Contraindications include use with Bivona Fome Cuff tubes, or if patients have tracheal edema or stenosis, end-stage pulmonary disease, severe aspiration, copious secretions, anarthria or severe dysarthria.


In 1999, three researchers analyzed certain aerodynamic properties of six commercially available one-way speaking valves: three designed for non-ventilator-dependent patients and three for ventilator-dependent patients.

They first tested for airflow resistance during steady-state flow testing and concluded that all six exhibited similar resistance characteristics, except for relatively minor differences at low flow rates.1

Researchers then tested the valves for air loss, using themselves as subjects. They simulated tracheostomy speech production by inspiring through a duckbill-like mouthpiece connected to a valve and a pneumotachograph. A nose clip occluded their nostrils to force inspiration through the valve. Then they intoned the syllable "pa" five times on continuous exhalation.

Using this methodology, they found that bias open valves consistently exhibited air loss during speech expiration when the valves should have been closed.

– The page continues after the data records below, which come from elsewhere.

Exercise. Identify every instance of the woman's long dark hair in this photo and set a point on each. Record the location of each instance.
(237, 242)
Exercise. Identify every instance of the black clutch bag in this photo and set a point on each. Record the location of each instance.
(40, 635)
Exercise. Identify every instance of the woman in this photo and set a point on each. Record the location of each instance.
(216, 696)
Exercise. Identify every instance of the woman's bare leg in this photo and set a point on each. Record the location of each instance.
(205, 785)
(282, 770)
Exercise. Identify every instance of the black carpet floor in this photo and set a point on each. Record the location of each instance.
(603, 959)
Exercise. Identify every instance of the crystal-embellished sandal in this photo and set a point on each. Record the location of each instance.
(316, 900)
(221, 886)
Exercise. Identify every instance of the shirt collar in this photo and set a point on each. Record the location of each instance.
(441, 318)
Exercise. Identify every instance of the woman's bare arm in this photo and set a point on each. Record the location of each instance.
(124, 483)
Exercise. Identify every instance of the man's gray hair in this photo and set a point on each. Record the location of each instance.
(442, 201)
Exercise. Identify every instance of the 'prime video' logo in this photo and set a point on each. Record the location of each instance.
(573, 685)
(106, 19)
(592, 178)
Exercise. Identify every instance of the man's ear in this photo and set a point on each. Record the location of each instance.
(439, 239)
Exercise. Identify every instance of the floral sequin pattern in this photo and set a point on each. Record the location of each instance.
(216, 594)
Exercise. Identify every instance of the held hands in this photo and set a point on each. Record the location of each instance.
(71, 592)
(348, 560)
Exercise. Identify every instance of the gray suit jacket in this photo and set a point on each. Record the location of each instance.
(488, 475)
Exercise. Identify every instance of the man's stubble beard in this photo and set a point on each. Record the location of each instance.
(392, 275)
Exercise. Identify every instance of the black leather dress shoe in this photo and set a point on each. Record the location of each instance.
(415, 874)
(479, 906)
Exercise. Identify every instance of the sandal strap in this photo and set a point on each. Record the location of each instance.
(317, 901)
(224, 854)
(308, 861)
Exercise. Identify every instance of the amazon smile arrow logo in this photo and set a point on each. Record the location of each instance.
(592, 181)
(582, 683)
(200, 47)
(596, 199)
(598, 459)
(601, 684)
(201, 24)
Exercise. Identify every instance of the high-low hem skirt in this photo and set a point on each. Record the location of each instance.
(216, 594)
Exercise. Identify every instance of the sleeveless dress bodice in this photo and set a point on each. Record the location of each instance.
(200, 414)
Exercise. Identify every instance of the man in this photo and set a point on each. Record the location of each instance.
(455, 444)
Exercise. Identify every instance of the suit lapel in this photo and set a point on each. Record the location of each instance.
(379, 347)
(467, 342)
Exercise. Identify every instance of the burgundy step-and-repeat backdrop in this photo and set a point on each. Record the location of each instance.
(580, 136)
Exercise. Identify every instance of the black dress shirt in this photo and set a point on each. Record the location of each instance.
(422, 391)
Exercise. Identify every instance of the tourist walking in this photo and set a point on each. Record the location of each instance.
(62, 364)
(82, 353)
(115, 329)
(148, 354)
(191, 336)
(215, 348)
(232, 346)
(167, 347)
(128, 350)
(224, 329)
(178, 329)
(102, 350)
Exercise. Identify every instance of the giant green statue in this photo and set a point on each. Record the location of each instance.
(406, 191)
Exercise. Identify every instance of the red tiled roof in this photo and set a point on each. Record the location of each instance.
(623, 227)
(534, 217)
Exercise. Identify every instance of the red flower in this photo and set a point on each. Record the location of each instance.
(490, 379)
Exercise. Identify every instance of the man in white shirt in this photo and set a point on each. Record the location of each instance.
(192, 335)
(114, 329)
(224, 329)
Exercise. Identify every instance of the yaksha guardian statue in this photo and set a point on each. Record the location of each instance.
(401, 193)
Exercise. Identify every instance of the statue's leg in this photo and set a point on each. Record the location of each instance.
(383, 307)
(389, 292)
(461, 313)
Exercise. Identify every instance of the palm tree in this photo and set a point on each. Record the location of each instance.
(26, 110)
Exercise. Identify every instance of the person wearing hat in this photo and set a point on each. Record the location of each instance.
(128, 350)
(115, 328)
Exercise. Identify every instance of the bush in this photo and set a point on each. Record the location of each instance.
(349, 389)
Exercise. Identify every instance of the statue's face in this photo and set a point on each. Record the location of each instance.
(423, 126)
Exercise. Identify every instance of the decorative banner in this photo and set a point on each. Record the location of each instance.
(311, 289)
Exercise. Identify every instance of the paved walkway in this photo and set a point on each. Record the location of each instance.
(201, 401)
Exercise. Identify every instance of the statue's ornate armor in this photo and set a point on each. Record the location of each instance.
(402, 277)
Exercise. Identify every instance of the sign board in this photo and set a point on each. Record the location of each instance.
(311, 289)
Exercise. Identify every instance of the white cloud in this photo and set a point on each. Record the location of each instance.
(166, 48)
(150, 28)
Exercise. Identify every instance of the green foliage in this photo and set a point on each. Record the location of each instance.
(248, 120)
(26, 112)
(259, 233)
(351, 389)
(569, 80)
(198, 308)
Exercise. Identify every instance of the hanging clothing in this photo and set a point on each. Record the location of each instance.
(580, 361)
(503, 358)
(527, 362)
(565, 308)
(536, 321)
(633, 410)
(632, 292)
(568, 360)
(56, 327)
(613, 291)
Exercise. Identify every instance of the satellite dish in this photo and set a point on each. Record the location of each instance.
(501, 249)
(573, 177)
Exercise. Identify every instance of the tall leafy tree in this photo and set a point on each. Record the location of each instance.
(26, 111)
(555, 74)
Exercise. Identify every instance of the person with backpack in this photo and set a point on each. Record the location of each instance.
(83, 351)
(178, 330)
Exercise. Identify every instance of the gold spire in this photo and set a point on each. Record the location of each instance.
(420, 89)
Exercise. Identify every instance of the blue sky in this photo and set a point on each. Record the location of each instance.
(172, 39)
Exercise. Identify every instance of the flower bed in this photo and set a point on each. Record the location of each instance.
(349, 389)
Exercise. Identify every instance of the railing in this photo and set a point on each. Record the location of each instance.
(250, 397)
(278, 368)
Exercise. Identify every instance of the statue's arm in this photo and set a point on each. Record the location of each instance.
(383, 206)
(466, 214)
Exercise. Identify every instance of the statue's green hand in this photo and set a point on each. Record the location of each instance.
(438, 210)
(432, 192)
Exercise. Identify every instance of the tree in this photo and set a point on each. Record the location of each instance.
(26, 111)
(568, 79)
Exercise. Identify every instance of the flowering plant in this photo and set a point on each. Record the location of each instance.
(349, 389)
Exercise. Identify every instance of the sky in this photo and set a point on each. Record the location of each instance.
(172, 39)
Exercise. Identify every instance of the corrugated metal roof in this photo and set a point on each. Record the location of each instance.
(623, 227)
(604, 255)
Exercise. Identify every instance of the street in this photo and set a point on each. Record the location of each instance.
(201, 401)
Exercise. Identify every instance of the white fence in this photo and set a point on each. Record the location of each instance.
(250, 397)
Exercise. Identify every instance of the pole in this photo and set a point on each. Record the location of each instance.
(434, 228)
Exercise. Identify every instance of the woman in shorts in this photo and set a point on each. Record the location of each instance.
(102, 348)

However, since they did not evaluate how actual trach patients would respond to this air loss relative to airway pressures, "we make no recommendations relative to the advantages of any specific one-way valve" for trach patients, they wrote.

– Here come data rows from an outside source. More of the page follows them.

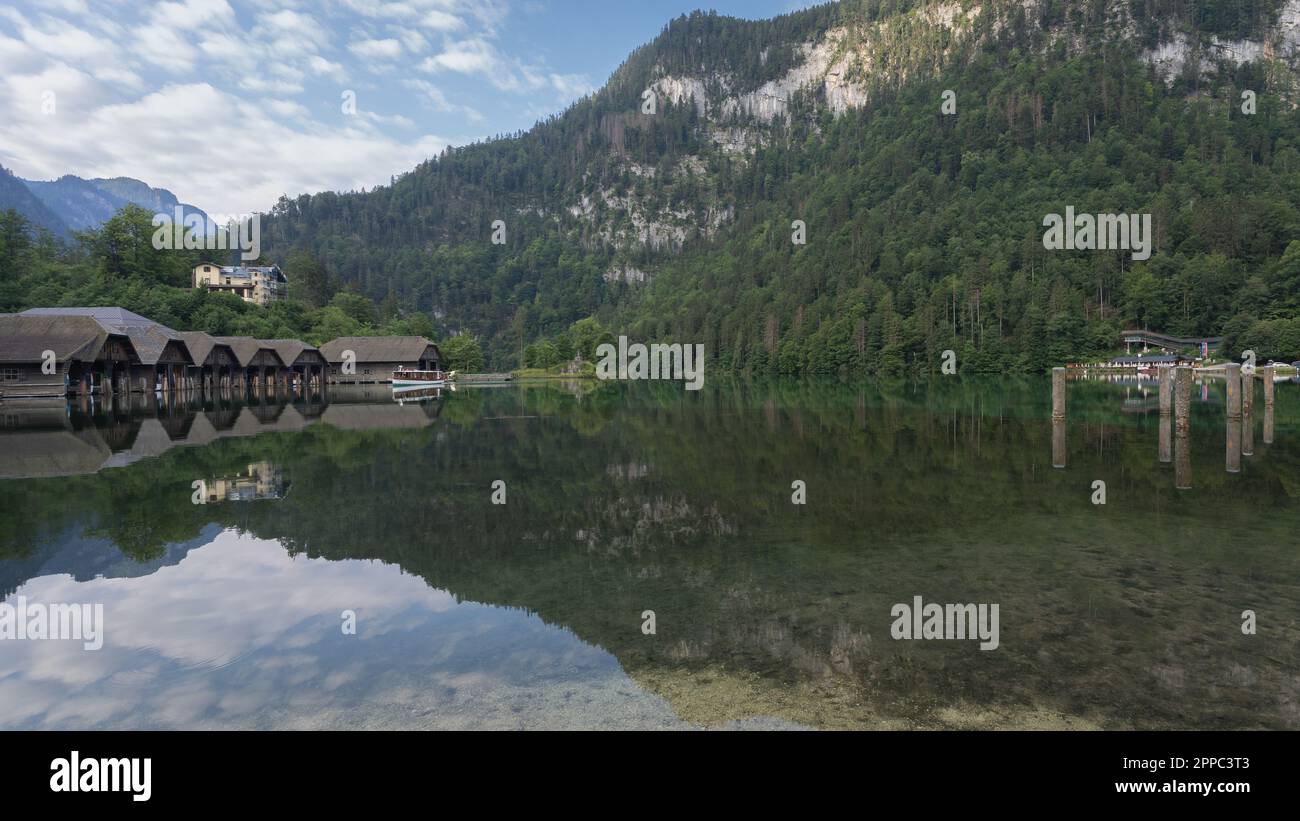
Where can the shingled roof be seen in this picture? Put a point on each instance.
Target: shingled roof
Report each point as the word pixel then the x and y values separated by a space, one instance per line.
pixel 150 338
pixel 200 344
pixel 289 350
pixel 79 338
pixel 380 348
pixel 246 348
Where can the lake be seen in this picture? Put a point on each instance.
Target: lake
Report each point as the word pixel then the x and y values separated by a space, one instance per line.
pixel 632 556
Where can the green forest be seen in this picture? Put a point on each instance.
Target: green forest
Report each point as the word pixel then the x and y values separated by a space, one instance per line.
pixel 923 227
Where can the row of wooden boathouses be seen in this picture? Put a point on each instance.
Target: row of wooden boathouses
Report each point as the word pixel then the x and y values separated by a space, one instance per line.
pixel 87 351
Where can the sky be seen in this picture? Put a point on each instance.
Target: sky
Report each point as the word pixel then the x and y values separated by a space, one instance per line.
pixel 232 104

In 2003, CHEST published a study of 15 adult ventilator patients with spinal cord injuries or neuromuscular diseases. Researchers in that study found that speech was improved not by valves but by lengthening ventilator inspiratory time and using positive end-expiratory pressure. "These simple interventions markedly improve ventilator-supported speech and are safe, at least when used on a short-term basis," they concluded. "High PEEP is a safer alternative than a one-way valve."2

Meanwhile, Michael Rutter, MD, a pediatric otolaryngologist at Children's Hospital Medical Center in Cincinnati has noted that many trach patients cannot use a speaking valve due to high subglottal pressure on expiration. Patients with subglottal stenosis, suprastomal collapse or too large a trach tube "are limited in their ability to exhale with a speaking valve in place," he noted on his Web site. "This results in a feeling of suffocation and raised intrathoracic pressure which can lead to valve displacement, compromised venous return and pulmonary hypertension."

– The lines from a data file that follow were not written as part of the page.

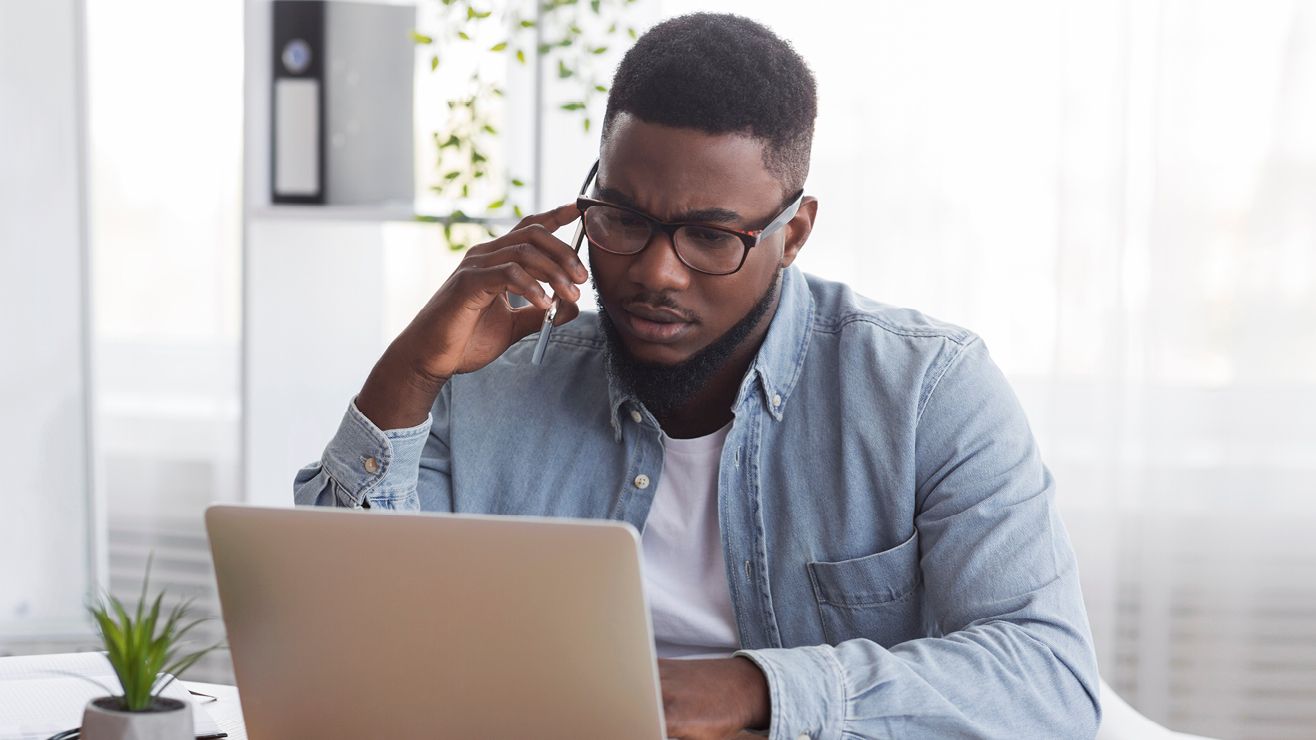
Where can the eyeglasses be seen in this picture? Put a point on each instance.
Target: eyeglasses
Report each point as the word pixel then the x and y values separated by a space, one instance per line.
pixel 704 248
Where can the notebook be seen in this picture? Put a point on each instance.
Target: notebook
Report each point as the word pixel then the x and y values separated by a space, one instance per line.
pixel 41 695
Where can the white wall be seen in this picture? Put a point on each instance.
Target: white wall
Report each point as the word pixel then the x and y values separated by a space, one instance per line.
pixel 46 545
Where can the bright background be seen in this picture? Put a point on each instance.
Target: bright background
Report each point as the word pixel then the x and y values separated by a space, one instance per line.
pixel 1119 195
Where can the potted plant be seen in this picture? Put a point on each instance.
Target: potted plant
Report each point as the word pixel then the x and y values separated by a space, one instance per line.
pixel 146 655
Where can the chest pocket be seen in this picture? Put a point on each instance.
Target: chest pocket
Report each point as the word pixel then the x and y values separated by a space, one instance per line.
pixel 878 597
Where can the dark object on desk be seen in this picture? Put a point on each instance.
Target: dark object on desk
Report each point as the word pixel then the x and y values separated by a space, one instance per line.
pixel 76 732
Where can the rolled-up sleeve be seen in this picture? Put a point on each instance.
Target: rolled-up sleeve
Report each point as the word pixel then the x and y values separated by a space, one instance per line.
pixel 363 465
pixel 1010 651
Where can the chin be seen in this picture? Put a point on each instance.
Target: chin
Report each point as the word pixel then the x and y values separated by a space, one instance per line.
pixel 669 356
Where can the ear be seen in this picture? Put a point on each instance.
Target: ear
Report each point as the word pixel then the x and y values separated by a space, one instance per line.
pixel 798 229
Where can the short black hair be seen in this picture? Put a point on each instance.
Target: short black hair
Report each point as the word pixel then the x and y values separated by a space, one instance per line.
pixel 720 73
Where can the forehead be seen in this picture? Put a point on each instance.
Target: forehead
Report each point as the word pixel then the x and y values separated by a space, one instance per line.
pixel 670 170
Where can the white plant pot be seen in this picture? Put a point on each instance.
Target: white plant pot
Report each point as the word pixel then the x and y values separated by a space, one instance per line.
pixel 169 719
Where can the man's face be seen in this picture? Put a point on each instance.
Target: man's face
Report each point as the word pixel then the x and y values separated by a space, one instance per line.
pixel 663 311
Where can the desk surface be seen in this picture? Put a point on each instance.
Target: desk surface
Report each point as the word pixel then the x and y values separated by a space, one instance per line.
pixel 227 710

Rutter et al. are testing patients with existing valves they have modified to "allow an appropriate amount of air leak from the trach tube to facilitate phonation through controlled, patient-dependent expiration," according to the Web site. "This markedly reduces intolerance caused by elevated intrathoracic pressure and will render the device universally applicable."

Rutter is currently pursuing a patent and seeking a manufacturer for the modified valve.


1. Zajac D, Fornataro-Clerici L, Roop T, et al. Aerodynamic characteristics of tracheostomy speaking valves: an updated report. Journal of Speech, Language and Hearing Research. (1999;42:92-100).

2. Hoit J, Banzett R, Lohmeier H, et al. Clinical ventilator adjustments that improve speech. Chest. (2003;124:1512-1521).